En accédant à ces revenus ils acquièrent la possibilité d'aider matériellement leur famille, ou du moins, ils se donner l'illusion de le faire, sans voir comment ces revenus déstructurent les liens familiaux (place du père, etc.).

Destructivité et mortification

Une minorité bénéficie de ce système. Certains se pensent comme des entrepreneurs et sont en quête de respectabilité. Ils rachètent des commerces, accèdent à des postes ayant une visibilité sociale et ils s'allient parfois avec des responsables politiques qui imaginent pouvoir, grâce à eux, acheter la paix sociale. La "réussite" apparente de quelques uns ne doit pas faire perdre de vu que les premières victimes de ce système sont les membres de cette communauté.

Les plus fragiles commettent les actes les plus dangereux au profit de ceux qui dominent et sont les premiers exposés à la répression. L'incapacité à limiter sa propre violence conduit à l'exclusion des établissements scolaires et provoque la lassitude des travailleurs sociaux.

 

Ces jeunes ne sont pas dupes de l'impasse dans laquelle ils s'engagent. Mais la difficulté à trouver une alternative à ce mode de vie les conduit à préférer être quelqu'un parmi les pauvres, plutôt que rien dans la société.

La formation d'un habitus violent passe par un processus de mortification, par des mises à l'épreuve et une censure des sentiments et des émotions, en particulier amoureux.

Les filles sont généralement tenue à l'écart de cette communauté. Certaines cependant, qui partagent un même sentiment d'absence d'espoir d'avenir, s'adaptent à la violence et se virilisent pour trouver leur place dans cette communauté très masculine.
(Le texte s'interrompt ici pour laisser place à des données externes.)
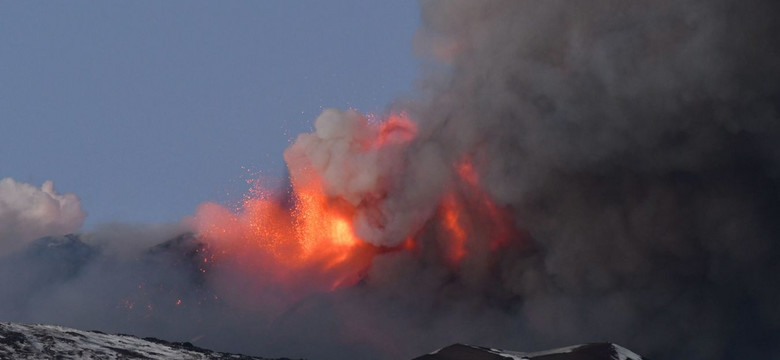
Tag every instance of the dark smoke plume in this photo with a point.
(633, 142)
(637, 144)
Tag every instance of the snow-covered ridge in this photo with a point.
(19, 341)
(597, 351)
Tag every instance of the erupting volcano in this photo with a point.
(313, 235)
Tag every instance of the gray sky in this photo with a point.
(145, 109)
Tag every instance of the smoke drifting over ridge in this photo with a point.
(27, 213)
(632, 146)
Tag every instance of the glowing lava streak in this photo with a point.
(452, 222)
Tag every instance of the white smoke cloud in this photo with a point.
(28, 213)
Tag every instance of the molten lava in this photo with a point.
(308, 241)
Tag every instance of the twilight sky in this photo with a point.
(146, 109)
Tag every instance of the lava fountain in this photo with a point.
(305, 240)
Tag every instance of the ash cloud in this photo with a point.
(28, 212)
(636, 142)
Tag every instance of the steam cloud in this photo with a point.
(27, 213)
(634, 142)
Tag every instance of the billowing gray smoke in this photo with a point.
(637, 144)
(633, 142)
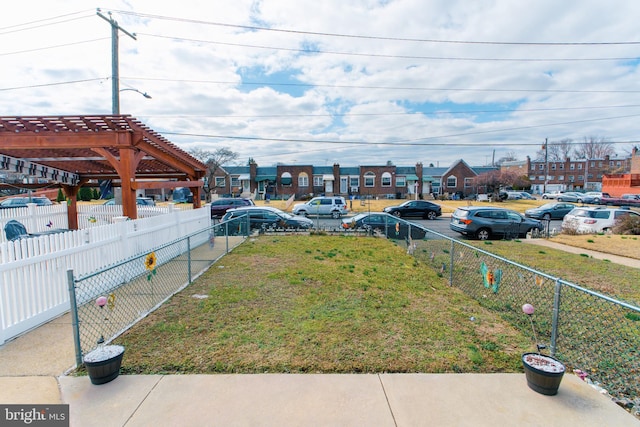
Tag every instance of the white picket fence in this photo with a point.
(33, 271)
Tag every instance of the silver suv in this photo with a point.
(325, 205)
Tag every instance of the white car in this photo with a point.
(594, 220)
(335, 206)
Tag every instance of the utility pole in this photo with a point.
(115, 74)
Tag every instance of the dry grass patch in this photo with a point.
(628, 246)
(321, 304)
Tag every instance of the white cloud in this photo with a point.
(381, 88)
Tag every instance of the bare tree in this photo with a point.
(594, 148)
(556, 151)
(214, 160)
(509, 157)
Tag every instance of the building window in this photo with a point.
(369, 179)
(386, 179)
(285, 178)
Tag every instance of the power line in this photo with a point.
(375, 55)
(42, 25)
(410, 142)
(53, 47)
(406, 113)
(411, 88)
(53, 84)
(357, 36)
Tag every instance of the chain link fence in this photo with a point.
(584, 329)
(137, 286)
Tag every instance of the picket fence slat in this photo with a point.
(33, 271)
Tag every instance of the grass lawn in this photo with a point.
(321, 304)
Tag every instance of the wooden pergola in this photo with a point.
(76, 150)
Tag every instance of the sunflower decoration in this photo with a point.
(150, 264)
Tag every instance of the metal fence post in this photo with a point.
(189, 259)
(451, 264)
(75, 322)
(556, 315)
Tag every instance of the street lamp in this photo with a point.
(145, 94)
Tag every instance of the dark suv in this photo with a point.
(483, 222)
(220, 206)
(262, 218)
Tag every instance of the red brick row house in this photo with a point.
(377, 181)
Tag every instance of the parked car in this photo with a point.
(264, 217)
(569, 196)
(550, 211)
(594, 219)
(624, 200)
(21, 202)
(552, 194)
(389, 225)
(514, 195)
(220, 206)
(527, 196)
(415, 208)
(593, 197)
(483, 222)
(323, 205)
(140, 201)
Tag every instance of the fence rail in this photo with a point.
(138, 285)
(33, 271)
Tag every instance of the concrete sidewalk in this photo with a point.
(319, 400)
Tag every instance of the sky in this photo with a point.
(336, 81)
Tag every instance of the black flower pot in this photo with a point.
(543, 373)
(103, 364)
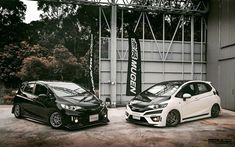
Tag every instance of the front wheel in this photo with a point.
(55, 120)
(17, 111)
(173, 118)
(215, 110)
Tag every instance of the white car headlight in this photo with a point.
(157, 106)
(73, 108)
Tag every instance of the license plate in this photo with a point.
(136, 117)
(93, 118)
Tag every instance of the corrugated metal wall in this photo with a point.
(221, 50)
(176, 66)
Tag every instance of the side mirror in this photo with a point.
(186, 96)
(42, 96)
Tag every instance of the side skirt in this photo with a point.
(194, 117)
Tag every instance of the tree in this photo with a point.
(12, 28)
(11, 58)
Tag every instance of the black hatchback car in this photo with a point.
(60, 104)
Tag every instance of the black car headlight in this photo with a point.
(157, 106)
(73, 108)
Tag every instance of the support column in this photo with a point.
(113, 60)
(192, 47)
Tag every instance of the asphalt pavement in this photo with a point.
(118, 133)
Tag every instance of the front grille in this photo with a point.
(138, 109)
(142, 119)
(153, 112)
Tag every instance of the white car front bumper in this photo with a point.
(156, 117)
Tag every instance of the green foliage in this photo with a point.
(11, 58)
(34, 68)
(12, 29)
(62, 65)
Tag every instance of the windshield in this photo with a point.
(67, 89)
(162, 90)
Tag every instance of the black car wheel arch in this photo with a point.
(17, 111)
(173, 118)
(215, 110)
(56, 120)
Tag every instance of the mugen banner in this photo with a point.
(134, 66)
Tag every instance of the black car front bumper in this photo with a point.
(81, 119)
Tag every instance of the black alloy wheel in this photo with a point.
(55, 120)
(215, 110)
(17, 111)
(172, 119)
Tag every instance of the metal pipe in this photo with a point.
(182, 48)
(192, 47)
(100, 51)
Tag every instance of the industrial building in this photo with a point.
(212, 58)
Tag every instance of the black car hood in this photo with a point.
(141, 102)
(76, 101)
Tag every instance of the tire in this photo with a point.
(215, 111)
(173, 118)
(17, 111)
(55, 120)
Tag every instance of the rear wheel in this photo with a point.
(17, 111)
(215, 110)
(55, 120)
(173, 118)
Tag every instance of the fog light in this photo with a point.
(156, 118)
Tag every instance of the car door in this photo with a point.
(28, 97)
(204, 96)
(190, 106)
(39, 108)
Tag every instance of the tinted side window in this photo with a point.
(40, 89)
(190, 89)
(202, 88)
(29, 87)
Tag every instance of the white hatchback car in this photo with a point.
(172, 102)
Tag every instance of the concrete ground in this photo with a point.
(118, 133)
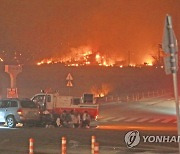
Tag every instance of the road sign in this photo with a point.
(69, 84)
(170, 47)
(12, 93)
(69, 77)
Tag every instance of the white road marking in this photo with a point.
(108, 118)
(131, 119)
(143, 119)
(119, 119)
(154, 120)
(166, 120)
(175, 122)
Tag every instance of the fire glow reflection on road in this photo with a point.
(130, 127)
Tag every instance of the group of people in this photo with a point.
(74, 119)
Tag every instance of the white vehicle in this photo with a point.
(13, 111)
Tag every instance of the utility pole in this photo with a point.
(170, 48)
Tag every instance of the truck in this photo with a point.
(55, 104)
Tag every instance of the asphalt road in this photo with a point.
(155, 117)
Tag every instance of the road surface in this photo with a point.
(155, 117)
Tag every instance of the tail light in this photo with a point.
(19, 111)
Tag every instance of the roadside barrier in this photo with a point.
(96, 148)
(63, 145)
(31, 146)
(93, 140)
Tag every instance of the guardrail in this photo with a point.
(133, 97)
(63, 149)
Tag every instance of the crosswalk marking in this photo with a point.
(154, 120)
(166, 120)
(143, 119)
(131, 119)
(119, 119)
(138, 120)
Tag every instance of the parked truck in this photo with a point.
(55, 104)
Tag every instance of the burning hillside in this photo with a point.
(85, 56)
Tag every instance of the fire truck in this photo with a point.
(55, 104)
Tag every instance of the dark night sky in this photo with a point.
(50, 28)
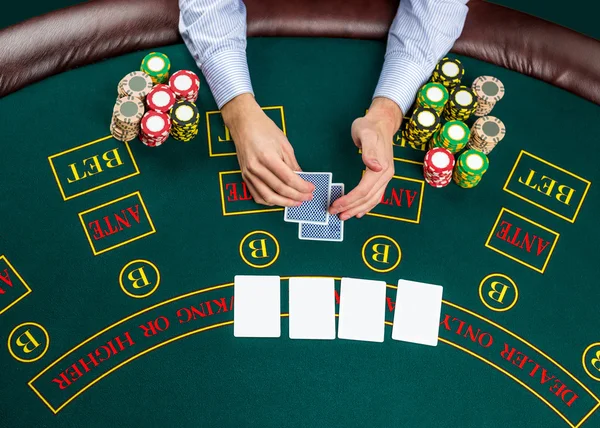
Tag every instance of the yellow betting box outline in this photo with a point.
(208, 113)
(408, 220)
(388, 323)
(224, 210)
(587, 187)
(27, 288)
(120, 244)
(488, 245)
(125, 177)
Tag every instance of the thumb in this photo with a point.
(370, 155)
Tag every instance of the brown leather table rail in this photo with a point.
(86, 33)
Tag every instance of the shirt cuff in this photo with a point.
(400, 80)
(227, 75)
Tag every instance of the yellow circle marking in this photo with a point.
(509, 280)
(389, 239)
(255, 233)
(39, 356)
(139, 296)
(583, 361)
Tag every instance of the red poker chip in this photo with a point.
(155, 124)
(152, 142)
(161, 98)
(184, 83)
(439, 159)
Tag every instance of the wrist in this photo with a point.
(386, 113)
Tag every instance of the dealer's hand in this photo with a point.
(373, 134)
(265, 155)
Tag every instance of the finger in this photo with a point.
(367, 184)
(271, 198)
(369, 201)
(368, 140)
(279, 187)
(289, 177)
(289, 157)
(255, 195)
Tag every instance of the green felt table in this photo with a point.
(116, 296)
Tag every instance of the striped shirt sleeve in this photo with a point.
(423, 32)
(215, 33)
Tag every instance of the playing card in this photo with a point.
(315, 210)
(257, 306)
(312, 308)
(362, 310)
(417, 312)
(333, 231)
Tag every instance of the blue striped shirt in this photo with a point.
(423, 31)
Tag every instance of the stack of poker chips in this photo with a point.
(185, 85)
(157, 66)
(154, 128)
(486, 133)
(161, 98)
(127, 114)
(438, 166)
(433, 95)
(449, 72)
(469, 169)
(453, 136)
(184, 120)
(461, 105)
(489, 90)
(423, 123)
(136, 84)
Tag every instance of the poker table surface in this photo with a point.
(117, 260)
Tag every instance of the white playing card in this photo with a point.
(257, 306)
(312, 308)
(417, 312)
(314, 211)
(333, 231)
(362, 310)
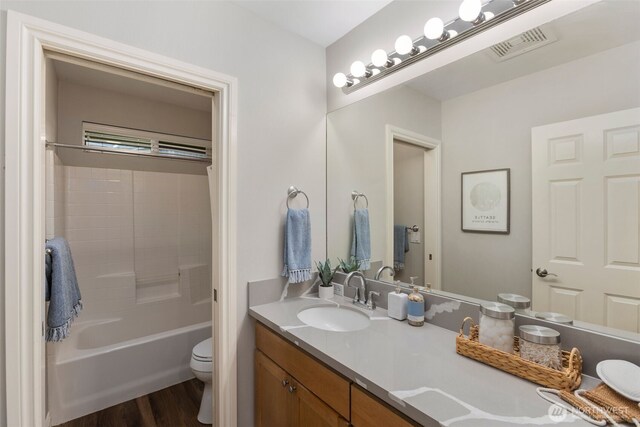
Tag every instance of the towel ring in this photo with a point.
(355, 195)
(292, 192)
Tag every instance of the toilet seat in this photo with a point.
(201, 358)
(202, 350)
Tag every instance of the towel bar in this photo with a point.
(292, 192)
(355, 195)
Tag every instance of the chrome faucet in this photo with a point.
(361, 291)
(382, 269)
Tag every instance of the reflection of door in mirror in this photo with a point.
(586, 218)
(408, 210)
(415, 199)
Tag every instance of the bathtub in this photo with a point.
(110, 361)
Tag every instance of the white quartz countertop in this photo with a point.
(416, 369)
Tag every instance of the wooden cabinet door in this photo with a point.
(273, 403)
(310, 411)
(368, 411)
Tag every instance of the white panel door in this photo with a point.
(586, 218)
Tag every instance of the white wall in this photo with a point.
(281, 119)
(356, 160)
(490, 129)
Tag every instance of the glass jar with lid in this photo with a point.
(497, 326)
(541, 345)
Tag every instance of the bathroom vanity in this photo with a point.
(387, 373)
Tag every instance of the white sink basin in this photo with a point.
(337, 319)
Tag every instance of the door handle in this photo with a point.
(542, 272)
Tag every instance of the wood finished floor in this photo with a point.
(176, 406)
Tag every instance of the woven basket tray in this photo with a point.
(566, 379)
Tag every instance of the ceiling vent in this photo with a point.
(523, 43)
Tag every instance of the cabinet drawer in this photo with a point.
(316, 377)
(369, 411)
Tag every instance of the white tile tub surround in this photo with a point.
(133, 232)
(55, 195)
(141, 243)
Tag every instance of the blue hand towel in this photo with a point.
(400, 246)
(297, 246)
(361, 238)
(63, 293)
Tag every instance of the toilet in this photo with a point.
(201, 365)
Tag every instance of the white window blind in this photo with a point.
(141, 141)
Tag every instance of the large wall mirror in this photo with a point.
(521, 157)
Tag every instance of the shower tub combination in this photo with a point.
(109, 361)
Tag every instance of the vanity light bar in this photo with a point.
(475, 18)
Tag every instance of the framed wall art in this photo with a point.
(486, 201)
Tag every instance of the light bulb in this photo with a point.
(434, 28)
(404, 45)
(470, 10)
(358, 69)
(339, 80)
(379, 58)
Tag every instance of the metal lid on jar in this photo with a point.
(539, 334)
(555, 317)
(497, 310)
(514, 300)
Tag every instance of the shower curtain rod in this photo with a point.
(124, 153)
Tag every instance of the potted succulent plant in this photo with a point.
(348, 266)
(325, 272)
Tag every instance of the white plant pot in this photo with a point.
(325, 292)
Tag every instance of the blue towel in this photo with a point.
(361, 238)
(297, 246)
(63, 293)
(400, 246)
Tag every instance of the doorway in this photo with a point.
(413, 207)
(28, 39)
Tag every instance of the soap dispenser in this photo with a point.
(415, 306)
(397, 303)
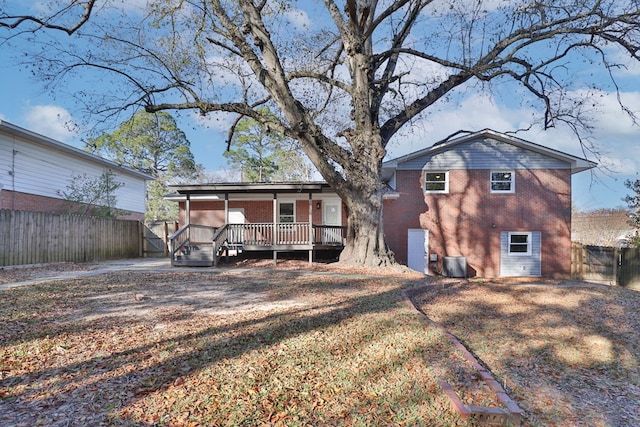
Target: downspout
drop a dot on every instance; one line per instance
(275, 219)
(310, 228)
(226, 208)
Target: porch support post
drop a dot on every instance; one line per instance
(274, 234)
(310, 228)
(226, 208)
(187, 210)
(187, 215)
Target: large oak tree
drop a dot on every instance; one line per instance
(345, 84)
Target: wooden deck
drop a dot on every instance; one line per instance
(199, 245)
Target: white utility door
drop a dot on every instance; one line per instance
(418, 250)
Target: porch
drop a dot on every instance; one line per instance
(252, 217)
(201, 245)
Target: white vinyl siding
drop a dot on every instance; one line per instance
(436, 181)
(483, 153)
(36, 169)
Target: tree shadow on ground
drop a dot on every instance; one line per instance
(568, 354)
(65, 365)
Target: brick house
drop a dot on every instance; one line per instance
(276, 217)
(484, 204)
(33, 168)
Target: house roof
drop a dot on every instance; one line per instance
(577, 164)
(250, 188)
(52, 144)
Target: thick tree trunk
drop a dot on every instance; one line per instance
(365, 244)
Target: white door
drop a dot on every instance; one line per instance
(236, 216)
(418, 250)
(331, 216)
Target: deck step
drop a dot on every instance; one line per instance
(195, 256)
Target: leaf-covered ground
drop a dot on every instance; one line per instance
(223, 348)
(569, 354)
(274, 347)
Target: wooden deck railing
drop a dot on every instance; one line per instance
(254, 236)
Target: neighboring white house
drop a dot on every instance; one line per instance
(34, 168)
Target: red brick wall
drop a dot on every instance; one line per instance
(212, 212)
(13, 200)
(468, 220)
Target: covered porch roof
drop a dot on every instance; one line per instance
(220, 191)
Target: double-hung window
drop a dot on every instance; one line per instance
(519, 244)
(502, 181)
(436, 182)
(286, 212)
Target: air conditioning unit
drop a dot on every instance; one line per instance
(454, 266)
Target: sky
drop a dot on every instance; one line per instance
(23, 102)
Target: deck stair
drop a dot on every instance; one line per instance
(204, 246)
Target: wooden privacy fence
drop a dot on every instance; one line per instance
(603, 264)
(41, 237)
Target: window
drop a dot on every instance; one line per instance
(436, 182)
(519, 244)
(286, 212)
(502, 181)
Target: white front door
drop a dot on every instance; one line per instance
(418, 250)
(331, 216)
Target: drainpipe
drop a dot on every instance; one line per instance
(187, 213)
(226, 208)
(275, 218)
(310, 228)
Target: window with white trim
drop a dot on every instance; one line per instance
(519, 244)
(286, 212)
(502, 181)
(436, 182)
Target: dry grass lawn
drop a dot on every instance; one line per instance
(257, 347)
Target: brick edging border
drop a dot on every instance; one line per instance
(511, 415)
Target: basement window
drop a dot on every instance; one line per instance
(436, 182)
(519, 244)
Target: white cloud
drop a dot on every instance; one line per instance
(299, 19)
(216, 120)
(51, 121)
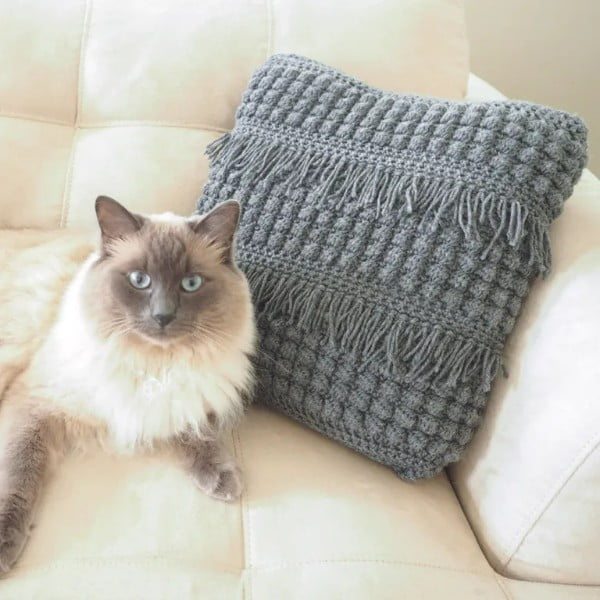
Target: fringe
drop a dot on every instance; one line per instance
(338, 178)
(419, 351)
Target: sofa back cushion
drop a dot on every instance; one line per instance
(121, 98)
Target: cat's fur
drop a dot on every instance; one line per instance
(83, 358)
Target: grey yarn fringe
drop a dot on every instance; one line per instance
(337, 179)
(407, 346)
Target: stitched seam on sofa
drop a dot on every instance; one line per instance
(504, 589)
(126, 561)
(399, 160)
(153, 123)
(27, 117)
(368, 561)
(245, 521)
(433, 318)
(582, 456)
(66, 202)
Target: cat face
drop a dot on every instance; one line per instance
(167, 279)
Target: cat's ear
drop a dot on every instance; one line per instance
(219, 225)
(115, 221)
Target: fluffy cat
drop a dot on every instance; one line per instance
(142, 344)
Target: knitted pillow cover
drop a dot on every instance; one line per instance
(389, 241)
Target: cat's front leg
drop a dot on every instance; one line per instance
(212, 466)
(23, 462)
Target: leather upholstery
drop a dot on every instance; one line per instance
(120, 98)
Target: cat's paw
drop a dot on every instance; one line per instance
(14, 532)
(220, 481)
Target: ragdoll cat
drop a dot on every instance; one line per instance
(143, 344)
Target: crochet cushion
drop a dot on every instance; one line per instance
(389, 241)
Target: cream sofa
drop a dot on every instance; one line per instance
(121, 98)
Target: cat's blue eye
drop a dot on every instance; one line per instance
(191, 283)
(140, 280)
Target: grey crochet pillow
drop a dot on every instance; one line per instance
(389, 241)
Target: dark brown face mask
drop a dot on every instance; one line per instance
(166, 278)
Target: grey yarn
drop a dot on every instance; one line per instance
(389, 241)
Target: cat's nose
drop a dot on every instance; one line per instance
(163, 319)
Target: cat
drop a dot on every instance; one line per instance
(143, 342)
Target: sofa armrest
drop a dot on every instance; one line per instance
(530, 482)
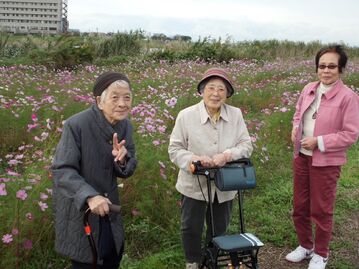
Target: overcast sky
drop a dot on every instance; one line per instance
(303, 20)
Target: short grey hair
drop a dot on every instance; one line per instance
(119, 83)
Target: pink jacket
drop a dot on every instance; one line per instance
(337, 122)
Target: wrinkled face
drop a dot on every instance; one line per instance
(214, 94)
(115, 102)
(328, 70)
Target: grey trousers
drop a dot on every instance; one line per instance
(193, 214)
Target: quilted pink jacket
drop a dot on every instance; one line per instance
(337, 122)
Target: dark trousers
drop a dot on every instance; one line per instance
(109, 263)
(193, 214)
(314, 198)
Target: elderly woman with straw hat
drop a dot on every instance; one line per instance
(213, 133)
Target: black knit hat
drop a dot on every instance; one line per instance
(106, 79)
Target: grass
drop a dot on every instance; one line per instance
(267, 94)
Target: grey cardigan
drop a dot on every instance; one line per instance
(83, 167)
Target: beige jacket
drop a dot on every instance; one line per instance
(193, 134)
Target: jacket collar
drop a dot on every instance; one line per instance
(204, 114)
(332, 92)
(105, 127)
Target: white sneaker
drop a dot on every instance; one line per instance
(299, 254)
(192, 265)
(317, 262)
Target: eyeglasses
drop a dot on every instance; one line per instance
(330, 66)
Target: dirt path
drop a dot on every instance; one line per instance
(344, 247)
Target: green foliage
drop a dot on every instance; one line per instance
(266, 91)
(63, 53)
(119, 44)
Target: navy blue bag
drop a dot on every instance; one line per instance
(236, 175)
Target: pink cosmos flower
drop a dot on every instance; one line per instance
(31, 126)
(3, 189)
(162, 129)
(27, 244)
(12, 173)
(21, 194)
(171, 102)
(43, 196)
(34, 117)
(156, 142)
(7, 238)
(29, 216)
(13, 162)
(42, 206)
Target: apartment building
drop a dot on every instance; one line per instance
(34, 16)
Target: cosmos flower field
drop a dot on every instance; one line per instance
(35, 102)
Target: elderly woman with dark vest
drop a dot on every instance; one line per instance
(213, 133)
(325, 125)
(96, 147)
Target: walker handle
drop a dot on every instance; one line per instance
(115, 208)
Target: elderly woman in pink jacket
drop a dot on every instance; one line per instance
(325, 125)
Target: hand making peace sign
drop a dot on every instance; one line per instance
(119, 151)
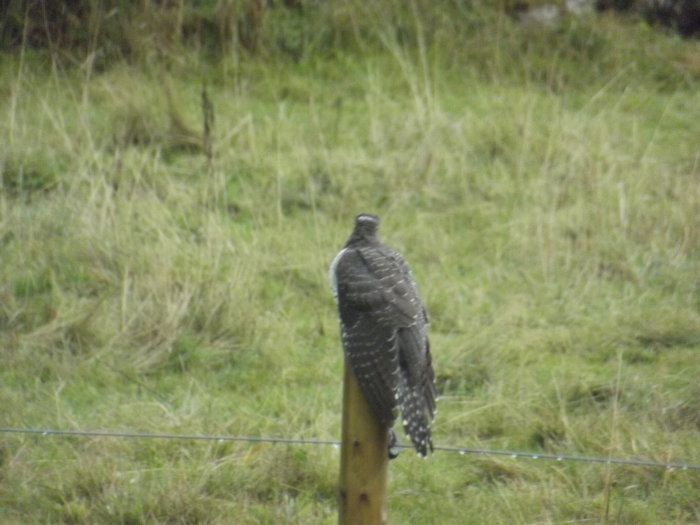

Les caïd pleurent à l'hôpital et dans les foyers
Les bénéfices liés à l'acquisition d'un habitus violent sont substantiels pour les jeunes les plus fragiles. Les stratégies de prévention précoce doivent intégrés des projets qui permettent à ces jeunes de se valoriser autrement afin que l'estime de soi passe par d'autres voies que ces jeux de domination. Il y a lieu de s'interroger sur la place de la culture dans les banlieues : comment notre culture qui se veut une culture ouverte, connectée sur le monde, universaliste peut elle à ce point laisser les jeunes des milieux populaires dans la conviction qu'ils n'ont pas d'avenir hors des cités ? La limitation spatiale et la limitation dans l'accès aux biens culturels ne sont sans doute pas étrangère aux limites de l'espérance des jeunes.
 

Pour travailler avec les jeunes déjà engagés dans ces pratiques, il faut garder à l'esprit que la cité est un espace qui exerce une forte prégnance.

Pour travailler, il faut leur donner les moyens de prendre de la distance avec cet environnement. Les caïd pleurent à l'hôpital et ils se racontent dans un foyer.

Pour multiplier les chances de travailler avec succès auprès des jeunes les plus en rupture il conviendrait de créer des espace d'écoute et de dialogue dans ces lieux qui offre un "recul" par rapport à la cité.